The Physical Crunch: Power, Chips, and Depreciation
The AI boom's scale hinges on immense physical infrastructure, creating several unique pressure points. The leap in capability from GPT-2 to GPT-4 required 3,000 to 10,000 times more computing power, triggering a race to build "computer cities." Projects like the Stargate complex in Texas and Meta's $27 billion Hyperion data centre in Louisiana are consuming land areas comparable to major city parks or even Manhattan itself.
This is straining America's power grid, with some data centres facing years-long waits for connections. Furthermore, unlike traditional infrastructure, AI data centres face rapid obsolescence. Nvidia releases new, more powerful AI chips roughly every year, claiming a three-to-six-year lifespan for its latest models.
Fund manager Michael Burry, famed for predicting the 2008 crash, is now betting against AI stocks, citing fears chips may need replacing every three years or sooner due to competition. The Economist recently estimated that if AI chips depreciate every three years, it could wipe $780 billion from the combined value of five big tech firms. If the cycle shortens to two years, that loss balloons to $1.6 trillion.
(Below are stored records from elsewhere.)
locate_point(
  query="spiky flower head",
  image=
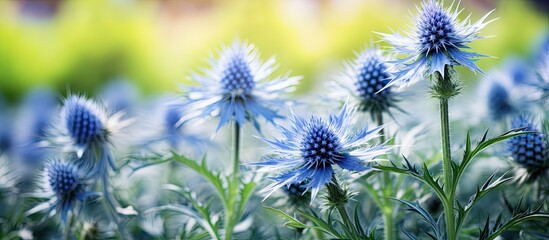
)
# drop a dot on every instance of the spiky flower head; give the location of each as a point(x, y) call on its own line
point(86, 130)
point(437, 41)
point(174, 132)
point(529, 150)
point(66, 188)
point(237, 87)
point(503, 94)
point(366, 78)
point(312, 147)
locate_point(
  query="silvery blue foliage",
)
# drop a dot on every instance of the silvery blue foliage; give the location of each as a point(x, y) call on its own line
point(502, 95)
point(312, 147)
point(237, 87)
point(119, 95)
point(37, 114)
point(529, 150)
point(438, 40)
point(65, 187)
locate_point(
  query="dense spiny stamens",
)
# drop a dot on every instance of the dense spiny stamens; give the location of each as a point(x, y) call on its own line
point(529, 150)
point(63, 178)
point(237, 78)
point(320, 145)
point(84, 126)
point(435, 30)
point(371, 77)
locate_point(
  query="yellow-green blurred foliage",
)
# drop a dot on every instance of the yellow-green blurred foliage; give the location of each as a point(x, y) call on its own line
point(157, 44)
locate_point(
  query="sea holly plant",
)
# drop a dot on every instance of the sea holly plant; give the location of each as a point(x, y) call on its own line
point(309, 152)
point(432, 51)
point(366, 80)
point(237, 89)
point(83, 133)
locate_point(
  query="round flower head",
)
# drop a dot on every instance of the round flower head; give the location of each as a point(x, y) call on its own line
point(87, 129)
point(366, 79)
point(438, 40)
point(65, 187)
point(529, 150)
point(313, 147)
point(236, 88)
point(502, 96)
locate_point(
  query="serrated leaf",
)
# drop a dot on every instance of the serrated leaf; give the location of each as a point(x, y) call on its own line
point(484, 143)
point(415, 207)
point(213, 178)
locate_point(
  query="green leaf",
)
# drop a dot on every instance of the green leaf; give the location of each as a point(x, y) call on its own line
point(484, 143)
point(491, 231)
point(411, 170)
point(292, 222)
point(489, 185)
point(213, 178)
point(321, 224)
point(415, 207)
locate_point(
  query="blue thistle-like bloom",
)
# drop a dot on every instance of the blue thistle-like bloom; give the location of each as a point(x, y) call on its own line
point(366, 79)
point(237, 88)
point(87, 128)
point(529, 150)
point(437, 41)
point(312, 147)
point(65, 187)
point(502, 95)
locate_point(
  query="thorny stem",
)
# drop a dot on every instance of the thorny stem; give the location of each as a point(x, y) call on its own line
point(443, 84)
point(386, 207)
point(109, 201)
point(230, 220)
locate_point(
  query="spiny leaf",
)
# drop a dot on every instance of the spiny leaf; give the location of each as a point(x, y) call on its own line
point(213, 178)
point(415, 207)
point(484, 143)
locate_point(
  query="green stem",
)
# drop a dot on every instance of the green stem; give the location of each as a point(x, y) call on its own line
point(386, 208)
point(446, 159)
point(110, 204)
point(345, 217)
point(230, 219)
point(67, 230)
point(236, 151)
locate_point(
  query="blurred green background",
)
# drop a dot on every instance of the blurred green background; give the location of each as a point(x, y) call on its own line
point(79, 45)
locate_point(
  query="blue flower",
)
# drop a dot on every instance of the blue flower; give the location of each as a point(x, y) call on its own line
point(65, 187)
point(237, 88)
point(529, 150)
point(503, 95)
point(86, 131)
point(366, 79)
point(312, 147)
point(543, 75)
point(119, 95)
point(438, 41)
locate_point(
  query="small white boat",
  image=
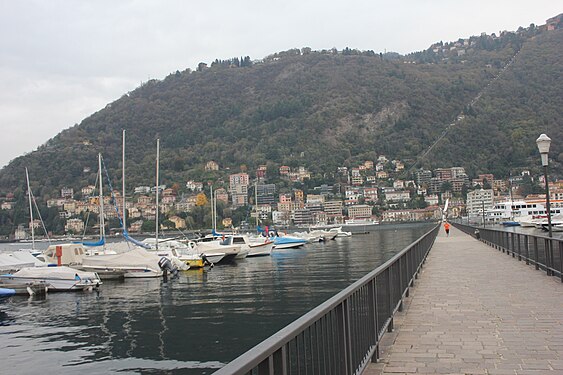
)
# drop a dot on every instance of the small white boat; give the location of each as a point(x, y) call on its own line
point(288, 242)
point(340, 232)
point(174, 249)
point(212, 249)
point(136, 263)
point(56, 279)
point(261, 246)
point(360, 222)
point(324, 235)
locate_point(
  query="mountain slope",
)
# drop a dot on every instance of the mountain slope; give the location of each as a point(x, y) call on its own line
point(322, 110)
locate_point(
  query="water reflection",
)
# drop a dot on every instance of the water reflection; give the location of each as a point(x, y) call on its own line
point(192, 324)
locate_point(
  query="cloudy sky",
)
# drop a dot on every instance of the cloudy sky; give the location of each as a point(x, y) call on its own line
point(62, 60)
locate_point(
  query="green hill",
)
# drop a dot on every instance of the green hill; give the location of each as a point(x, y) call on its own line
point(323, 109)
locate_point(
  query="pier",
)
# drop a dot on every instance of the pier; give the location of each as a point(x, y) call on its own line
point(475, 310)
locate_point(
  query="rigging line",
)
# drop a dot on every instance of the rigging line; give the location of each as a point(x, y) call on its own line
point(461, 116)
point(113, 200)
point(88, 215)
point(40, 218)
point(119, 217)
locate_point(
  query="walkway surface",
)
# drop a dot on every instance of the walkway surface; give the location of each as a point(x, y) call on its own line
point(475, 310)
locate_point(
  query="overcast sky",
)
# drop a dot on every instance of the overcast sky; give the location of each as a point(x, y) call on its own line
point(62, 60)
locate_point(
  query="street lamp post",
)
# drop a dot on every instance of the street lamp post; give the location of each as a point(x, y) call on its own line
point(543, 143)
point(483, 205)
point(483, 201)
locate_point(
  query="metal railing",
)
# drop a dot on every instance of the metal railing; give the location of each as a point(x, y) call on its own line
point(341, 335)
point(543, 252)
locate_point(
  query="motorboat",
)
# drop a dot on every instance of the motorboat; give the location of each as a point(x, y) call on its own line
point(261, 246)
point(288, 242)
point(324, 235)
point(209, 246)
point(524, 212)
point(340, 232)
point(7, 292)
point(174, 249)
point(136, 263)
point(56, 279)
point(360, 222)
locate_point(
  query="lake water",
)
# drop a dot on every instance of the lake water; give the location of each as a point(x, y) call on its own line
point(192, 324)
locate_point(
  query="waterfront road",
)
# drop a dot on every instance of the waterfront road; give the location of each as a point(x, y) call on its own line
point(475, 310)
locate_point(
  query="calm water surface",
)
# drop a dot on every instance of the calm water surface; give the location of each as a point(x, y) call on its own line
point(192, 324)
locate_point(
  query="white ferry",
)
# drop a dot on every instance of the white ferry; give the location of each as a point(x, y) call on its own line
point(525, 213)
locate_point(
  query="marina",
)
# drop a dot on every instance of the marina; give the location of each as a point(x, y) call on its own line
point(194, 323)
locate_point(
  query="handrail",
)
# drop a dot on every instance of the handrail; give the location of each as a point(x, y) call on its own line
point(544, 252)
point(341, 335)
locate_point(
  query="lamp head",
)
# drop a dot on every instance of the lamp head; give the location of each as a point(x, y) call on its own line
point(543, 143)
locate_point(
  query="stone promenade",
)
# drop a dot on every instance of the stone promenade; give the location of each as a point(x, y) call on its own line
point(475, 310)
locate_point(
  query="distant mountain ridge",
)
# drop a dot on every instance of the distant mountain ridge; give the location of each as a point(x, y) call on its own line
point(322, 110)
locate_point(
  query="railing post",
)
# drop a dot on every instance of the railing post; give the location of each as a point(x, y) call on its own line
point(548, 257)
point(390, 284)
point(536, 253)
point(527, 248)
point(375, 356)
point(519, 247)
point(560, 260)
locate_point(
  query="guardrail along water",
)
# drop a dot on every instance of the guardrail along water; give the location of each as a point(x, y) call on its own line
point(340, 336)
point(543, 252)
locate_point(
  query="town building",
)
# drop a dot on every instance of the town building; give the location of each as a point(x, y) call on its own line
point(359, 211)
point(479, 200)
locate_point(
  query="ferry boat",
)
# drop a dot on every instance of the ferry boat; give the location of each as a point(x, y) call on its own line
point(523, 212)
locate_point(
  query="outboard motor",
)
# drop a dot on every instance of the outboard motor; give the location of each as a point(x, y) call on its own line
point(206, 261)
point(166, 265)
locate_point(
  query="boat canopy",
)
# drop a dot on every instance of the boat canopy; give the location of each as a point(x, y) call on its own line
point(100, 242)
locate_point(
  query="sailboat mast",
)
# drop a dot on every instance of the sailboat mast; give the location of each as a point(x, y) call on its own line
point(256, 201)
point(157, 183)
point(101, 198)
point(212, 209)
point(123, 181)
point(30, 210)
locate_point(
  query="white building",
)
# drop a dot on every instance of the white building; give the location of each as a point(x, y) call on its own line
point(477, 200)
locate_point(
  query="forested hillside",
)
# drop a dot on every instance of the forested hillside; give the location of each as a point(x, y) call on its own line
point(323, 109)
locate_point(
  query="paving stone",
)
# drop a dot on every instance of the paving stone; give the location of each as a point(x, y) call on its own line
point(475, 310)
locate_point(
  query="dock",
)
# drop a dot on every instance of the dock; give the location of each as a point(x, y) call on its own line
point(475, 310)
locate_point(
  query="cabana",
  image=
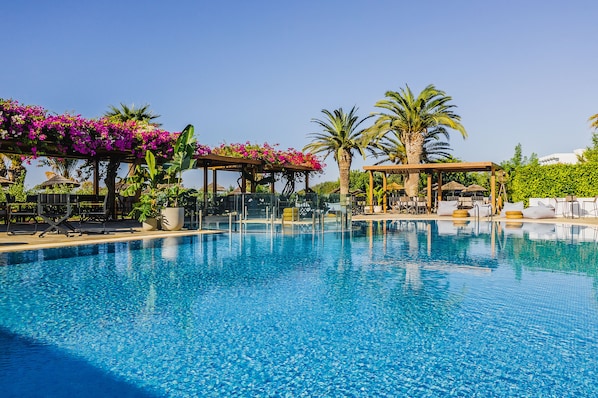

The Adoption Gap: Where Are the Profits?
The fundamental question remains: who will pay enough for AI to justify trillion-dollar investments? While adoption is rising—OpenAI reports 800 million weekly active users—only 5% are paying subscribers. Business adoption, the key revenue source, is sluggish. US Census data from early 2025 showed only 8-12% of companies using AI to produce goods and services. For larger firms, adoption peaked at 14% in June 2025 but has since fallen back to 12%.
Most companies are still piloting AI or figuring out how to scale it. Compounding this is growing doubt about the core "scaling hypothesis." While LLMs improve on technical benchmarks, their fundamental architecture lacks true understanding or long-term memory. Ilya Sutskever, co-founder of OpenAI, recently noted, "Is the belief that if you just 100x the scale, everything would be transformed? I don't think that's true."
Professor Marcus summarises the precarious equation: "It's really just a scaling hypothesis, a guess that this might work. It's not really working. So you’re spending trillions of dollars, profits are negligible and depreciation is high. It does not make sense. And so then it's a question of when the market realises that." The wait for that realisation is keeping investors and analysts on edge.